“The Power of Nudges”, a talk by Dr. Rafiq Dossani of RAND Corporation

“The Power of Nudges”, a talk by Dr. Rafiq Dossani of RAND Corporation

Dr. Rafiq Dossani, Academic Council Member of FLAME University and Director of the RAND Center for Asia Pacific Policy (CAPP), was on campus to interact with FLAME students. In addition to his directorship of the RAND Center for Asia Pacific Policy (CAPP), Dr. Dossani is also a senior economist at the RAND Corporation, and a professor at the Pardee RAND Graduate School. He works on education, regional development, security, finance, and technology issues. Projects in education include the relationship between financing, governance and ownership in higher education, addressing the digital divide in early childhood education, college search, and blended delivery models in higher education. Projects in regional development include the political economy of trade in South Asia and Pakistan's urbanization.

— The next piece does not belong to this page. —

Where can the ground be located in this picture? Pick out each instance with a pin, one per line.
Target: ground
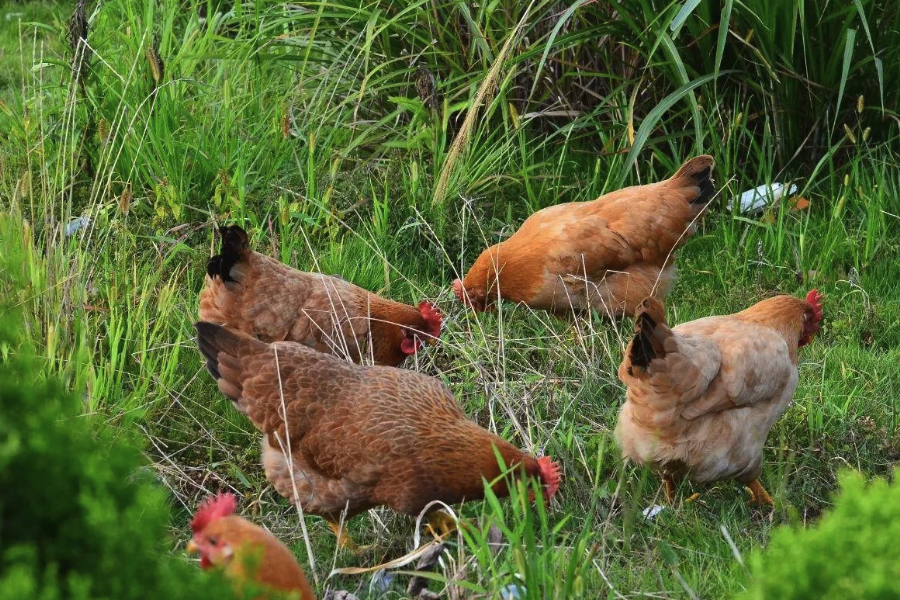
(111, 305)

Previously, Dr. Dossani was the director of Stanford University's Center for South Asia, and a senior research scholar at Stanford University's Institute for International Studies. He holds a Ph.D. in finance from Northwestern University, an M.B.A. from the Indian Institute of Management, Calcutta, and a B.A. in economics from St. Stephen's College.

He has written a chapter on the power of nudges in the context of family in a book called, “Family Engagement in the Digital Age: Early Childhood Educators as Media Mentors”. He gave a talk on the same topic to the students of FLAME University during his visit to the campus. He discussed his research on educational nudges, focusing on early childhood education and the power of technology to facilitate and improve effectiveness of these nudges. He touched upon various subjects like ‘the issue of time’ in the modern family context where the quantity versus quality of time spent by working parents with children is debatable.

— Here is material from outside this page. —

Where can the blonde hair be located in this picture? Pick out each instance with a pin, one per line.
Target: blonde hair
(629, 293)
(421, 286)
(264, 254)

Additionally, he discussed the ‘role of the teacher’ which in a way compensates for the lack of time that parents are able to spend with their children. The capacity of parents to play a role in giving technical knowledge to children was also debated. As part of this discussion he touched upon types of education and schools and whether home schooling can be a viable option. He also spoke about the ‘strength of weak ties’ in which valuable and new information can be received from people outside the closest circles.

The entire session was interactive and inclusive. The students expressed their opinions on the different issues being discussed. The session gave a good perspective on influences on early childhood education and how technology can be used positively to help child development. We, at FLAME University thank Dr. Dossani for sharing his valuable time and thoughts with us.